Après avoir pas mal hésité, je me suis décidé à aller voir ce film mais j'aurais aussi bien fait de m'abstenir. Cette adaptation de "Lady Macbeth de Mtsensk", le roman de Nikolaï Leskov transposé dans un décor anglais, m'a semblé invariablement sinistre, mal jouée et très peu convaincante. Tout y est d'une tristesse accablante au point que cela ressemble à du nihilisme. Même le chat qui apparaît lors de quelques scènes semble avoir été choisi parce que, parmi tous les chats du monde, on n'a pas trouvé de plus hideux! 3/10
Excellente prestation de Florence Pugh dans ce drame victorien d'une jeune femme mariée de convenance à un propriétaire terrien détraqué qui la méprise. L'enchevêtrement en cascade des événements vont révéler une victime qui devient bourreau. Prestations d'acteurs excellentes et climat opressif de la violence psychologique et physique au sein d'un couple.

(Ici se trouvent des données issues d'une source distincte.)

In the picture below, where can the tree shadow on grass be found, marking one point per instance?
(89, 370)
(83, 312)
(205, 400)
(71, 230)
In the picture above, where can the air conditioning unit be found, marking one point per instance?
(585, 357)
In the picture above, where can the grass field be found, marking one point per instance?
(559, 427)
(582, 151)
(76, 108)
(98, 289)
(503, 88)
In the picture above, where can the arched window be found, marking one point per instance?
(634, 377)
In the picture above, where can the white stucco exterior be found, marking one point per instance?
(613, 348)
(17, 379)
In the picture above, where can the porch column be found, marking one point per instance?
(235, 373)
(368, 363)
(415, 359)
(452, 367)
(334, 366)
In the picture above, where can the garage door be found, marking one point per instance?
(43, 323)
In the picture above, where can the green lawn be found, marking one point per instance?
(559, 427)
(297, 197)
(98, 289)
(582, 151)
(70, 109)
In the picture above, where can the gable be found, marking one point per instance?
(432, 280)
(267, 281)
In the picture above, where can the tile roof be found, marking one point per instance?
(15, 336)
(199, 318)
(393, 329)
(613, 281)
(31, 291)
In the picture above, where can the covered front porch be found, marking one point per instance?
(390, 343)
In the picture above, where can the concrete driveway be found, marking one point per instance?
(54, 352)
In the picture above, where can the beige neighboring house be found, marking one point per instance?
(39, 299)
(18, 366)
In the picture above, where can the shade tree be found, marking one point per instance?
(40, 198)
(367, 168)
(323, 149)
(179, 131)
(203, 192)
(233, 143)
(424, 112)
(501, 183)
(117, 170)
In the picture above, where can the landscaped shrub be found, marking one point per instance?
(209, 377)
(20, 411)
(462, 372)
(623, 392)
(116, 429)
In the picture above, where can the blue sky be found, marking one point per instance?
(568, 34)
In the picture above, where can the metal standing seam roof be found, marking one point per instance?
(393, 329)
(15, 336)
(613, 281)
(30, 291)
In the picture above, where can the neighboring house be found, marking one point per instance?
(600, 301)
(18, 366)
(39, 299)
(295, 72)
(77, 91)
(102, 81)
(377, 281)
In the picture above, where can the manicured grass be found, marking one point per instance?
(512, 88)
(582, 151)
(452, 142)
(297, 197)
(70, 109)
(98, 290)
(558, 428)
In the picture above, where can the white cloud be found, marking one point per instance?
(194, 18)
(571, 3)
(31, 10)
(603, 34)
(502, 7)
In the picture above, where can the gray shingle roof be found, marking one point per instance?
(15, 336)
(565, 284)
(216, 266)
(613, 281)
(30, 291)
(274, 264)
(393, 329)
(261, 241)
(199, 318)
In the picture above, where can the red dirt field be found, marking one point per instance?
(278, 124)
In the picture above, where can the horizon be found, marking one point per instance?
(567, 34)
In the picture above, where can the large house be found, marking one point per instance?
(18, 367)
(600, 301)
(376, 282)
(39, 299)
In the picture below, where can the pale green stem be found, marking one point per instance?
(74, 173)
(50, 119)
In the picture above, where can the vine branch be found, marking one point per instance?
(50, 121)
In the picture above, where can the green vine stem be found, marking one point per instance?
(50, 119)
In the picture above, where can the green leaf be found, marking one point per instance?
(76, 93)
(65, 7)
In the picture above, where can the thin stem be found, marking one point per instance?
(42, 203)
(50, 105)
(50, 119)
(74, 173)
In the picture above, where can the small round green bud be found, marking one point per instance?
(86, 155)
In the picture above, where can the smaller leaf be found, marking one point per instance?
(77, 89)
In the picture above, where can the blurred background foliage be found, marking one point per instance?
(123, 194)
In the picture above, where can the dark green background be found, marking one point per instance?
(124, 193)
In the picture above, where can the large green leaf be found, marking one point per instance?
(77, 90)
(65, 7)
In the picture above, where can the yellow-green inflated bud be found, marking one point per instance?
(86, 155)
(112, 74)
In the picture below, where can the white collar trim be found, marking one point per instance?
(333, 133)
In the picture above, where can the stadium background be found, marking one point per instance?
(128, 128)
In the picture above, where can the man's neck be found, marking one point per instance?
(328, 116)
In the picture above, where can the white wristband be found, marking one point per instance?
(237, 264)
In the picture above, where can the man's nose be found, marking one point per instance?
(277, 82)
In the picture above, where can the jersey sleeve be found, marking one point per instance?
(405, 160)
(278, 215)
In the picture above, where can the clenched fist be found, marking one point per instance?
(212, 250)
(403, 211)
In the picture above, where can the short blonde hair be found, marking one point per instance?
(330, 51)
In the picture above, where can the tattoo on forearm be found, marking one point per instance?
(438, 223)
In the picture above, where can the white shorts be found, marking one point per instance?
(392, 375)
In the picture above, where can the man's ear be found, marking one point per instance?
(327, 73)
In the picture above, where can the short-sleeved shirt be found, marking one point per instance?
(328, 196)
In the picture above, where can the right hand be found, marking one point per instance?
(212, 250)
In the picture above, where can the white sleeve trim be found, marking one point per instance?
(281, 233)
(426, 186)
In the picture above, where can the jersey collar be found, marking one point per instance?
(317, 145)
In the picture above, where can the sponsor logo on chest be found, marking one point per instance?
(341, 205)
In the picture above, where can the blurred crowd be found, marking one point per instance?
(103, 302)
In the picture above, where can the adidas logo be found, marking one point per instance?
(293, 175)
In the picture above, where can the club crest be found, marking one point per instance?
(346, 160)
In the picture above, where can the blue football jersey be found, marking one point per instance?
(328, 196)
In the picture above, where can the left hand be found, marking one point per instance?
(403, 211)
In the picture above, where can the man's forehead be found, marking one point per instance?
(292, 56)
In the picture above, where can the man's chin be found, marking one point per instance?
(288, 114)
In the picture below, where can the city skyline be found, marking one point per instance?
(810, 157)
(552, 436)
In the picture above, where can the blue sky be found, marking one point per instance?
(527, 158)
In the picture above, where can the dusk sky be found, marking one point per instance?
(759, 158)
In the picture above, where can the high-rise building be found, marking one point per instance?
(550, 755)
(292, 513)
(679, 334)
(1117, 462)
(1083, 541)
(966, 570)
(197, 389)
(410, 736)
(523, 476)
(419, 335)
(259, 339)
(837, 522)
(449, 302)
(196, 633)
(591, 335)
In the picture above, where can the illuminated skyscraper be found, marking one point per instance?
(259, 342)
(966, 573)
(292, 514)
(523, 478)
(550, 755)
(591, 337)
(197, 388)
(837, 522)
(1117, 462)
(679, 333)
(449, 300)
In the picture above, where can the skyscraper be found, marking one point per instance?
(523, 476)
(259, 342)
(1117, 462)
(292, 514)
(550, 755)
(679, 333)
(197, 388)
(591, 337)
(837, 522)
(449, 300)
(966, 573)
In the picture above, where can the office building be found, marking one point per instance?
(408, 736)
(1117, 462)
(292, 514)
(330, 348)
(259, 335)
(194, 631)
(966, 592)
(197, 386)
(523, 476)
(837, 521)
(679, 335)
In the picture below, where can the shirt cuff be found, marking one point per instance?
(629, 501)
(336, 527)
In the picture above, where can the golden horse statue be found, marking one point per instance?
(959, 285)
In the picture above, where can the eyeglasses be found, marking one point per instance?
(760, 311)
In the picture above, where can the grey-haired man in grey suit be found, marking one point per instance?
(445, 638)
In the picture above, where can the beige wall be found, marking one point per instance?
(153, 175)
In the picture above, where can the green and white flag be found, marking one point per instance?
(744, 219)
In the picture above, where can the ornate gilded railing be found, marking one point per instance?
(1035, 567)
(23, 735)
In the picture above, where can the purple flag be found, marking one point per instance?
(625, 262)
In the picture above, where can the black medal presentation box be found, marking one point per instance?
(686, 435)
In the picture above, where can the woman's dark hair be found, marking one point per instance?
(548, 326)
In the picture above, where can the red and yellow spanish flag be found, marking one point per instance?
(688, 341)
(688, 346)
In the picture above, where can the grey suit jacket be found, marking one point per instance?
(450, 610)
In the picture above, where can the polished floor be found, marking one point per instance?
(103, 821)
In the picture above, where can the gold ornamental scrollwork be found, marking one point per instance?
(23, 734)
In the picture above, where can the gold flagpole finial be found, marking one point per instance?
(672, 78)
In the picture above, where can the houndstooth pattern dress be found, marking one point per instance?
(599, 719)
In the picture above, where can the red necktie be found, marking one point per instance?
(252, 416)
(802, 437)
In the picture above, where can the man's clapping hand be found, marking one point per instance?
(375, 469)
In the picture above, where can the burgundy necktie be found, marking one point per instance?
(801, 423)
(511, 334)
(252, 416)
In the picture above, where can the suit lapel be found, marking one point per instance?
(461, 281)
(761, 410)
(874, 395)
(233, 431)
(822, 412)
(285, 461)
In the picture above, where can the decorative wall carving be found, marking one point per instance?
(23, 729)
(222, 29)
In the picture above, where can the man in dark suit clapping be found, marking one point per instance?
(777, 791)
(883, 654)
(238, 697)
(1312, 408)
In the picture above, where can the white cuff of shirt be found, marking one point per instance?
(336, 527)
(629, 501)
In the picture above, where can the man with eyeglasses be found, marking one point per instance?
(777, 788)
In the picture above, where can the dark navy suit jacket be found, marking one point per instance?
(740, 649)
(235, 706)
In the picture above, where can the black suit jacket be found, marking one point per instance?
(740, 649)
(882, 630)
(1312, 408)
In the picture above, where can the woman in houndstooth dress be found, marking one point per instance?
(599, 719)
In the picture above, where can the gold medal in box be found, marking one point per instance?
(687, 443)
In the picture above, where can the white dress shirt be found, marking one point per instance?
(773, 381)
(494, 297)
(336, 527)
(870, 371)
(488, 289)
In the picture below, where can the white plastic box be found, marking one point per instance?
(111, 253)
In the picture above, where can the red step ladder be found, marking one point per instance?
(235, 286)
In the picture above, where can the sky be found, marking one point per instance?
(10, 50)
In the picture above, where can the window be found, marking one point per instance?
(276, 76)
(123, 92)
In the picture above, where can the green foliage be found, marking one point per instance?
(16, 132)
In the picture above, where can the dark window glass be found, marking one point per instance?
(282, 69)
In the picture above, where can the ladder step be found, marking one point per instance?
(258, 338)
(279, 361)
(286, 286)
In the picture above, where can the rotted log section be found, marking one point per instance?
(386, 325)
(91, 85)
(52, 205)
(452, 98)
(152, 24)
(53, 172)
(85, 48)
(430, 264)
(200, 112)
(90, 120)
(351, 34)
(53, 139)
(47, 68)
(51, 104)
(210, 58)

Idée bizarre: transposer "Lady Macbeth du district de Mzensk" {de Nicolai Leskov, (1865), publié par Dostoïevski}, dans l'Angleterre victorienne. Que ceux qui ont lu le roman de Leskov lèvent le doigt! Bien sûr: on ne le connait que par le magnifique opéra que Chostakovitch en tirera. A priori, deux univers si différents... Mais il ne faut pas s'étonner que le réalisateur, William Oldroyd, vienne du monde du théâtre classique: son film est parfaitement théâtral.... Remarquons qu'il a été plus fidèle à Leskov que Chostakovitch. Celui ci voulait faire un opéra social, politique, dénonçant le destin des femmes opprimées dans la Russie tsariste. Il voulait donc que sa Katerina, quelques soient ses actions, apparaisse avant tout comme une victime. Or, une femme qui tue un enfant cesse de trouver chez nous, spectateurs, compréhension et empathie. Chostakovitch a donc "oublié" le meurtre de l'enfant que Oldroyd replace dans toute sa crudité et son horreur. Rappelons en passant que, malgré cela, Staline n'avait pas les mêmes notions que Chostakovitch de la représentation d'une femme russe.... et que l'opéra fût promptement interdit. Chostakovitch en fit une deuxième version, édulcorée, Katerina Ismailova, qui ne fut représentée à Moscou que largement après la mort de Staline.
La transposition va donc être hardie et il est évident que le film que nous voyons est un film de théâtreux, animé par une recherche constante d'esthétique. Et, effectivement, tout est beau; chaque séquence est cadrée comme un tableau. Les étoffes sont magnifiques....
Katerine, donc, apparemment une très jeune fille, est mariée (vendue) -ce qu'elle semble accepter avec beaucoup de docilité. Son beau père, Boris -la fidélité au roman va jusqu'à respecter les prénoms des protagonistes.... (Christopher Fairbank) est une brute, doublée d'un tyran; son mari, Alexander (Paul Hilton) est une brute, doublée d'un impuissant. De plus, il déteste son père.... on imagine l'ambiance dans ce château battu des vents. On la cloître à la maison. Elle est d'une passivité étonnante. A quoi pense t-elle, assise au centre de son canapé Chesterfield, dans le déploiement de sa magnifique crinoline bleue -image récurrente? Est elle stupide? Sans doute. Il y a quelque chose de bovin chez Katerine (ce qui ne veut pas dire qu'elle soit laide! la belle déesse Junon n'avait-elle pas des yeux de vache?) Il est évident que Florence Pugh restitue admirablement l'opacité de l'héroïne. Voila une actrice qu'on retrouvera sûrement souvent..... A côté d'elle, il y a cette femme de chambre muette, Anna (Naomie Ackie) qui est, elle aussi, un personnage très difficile à percer.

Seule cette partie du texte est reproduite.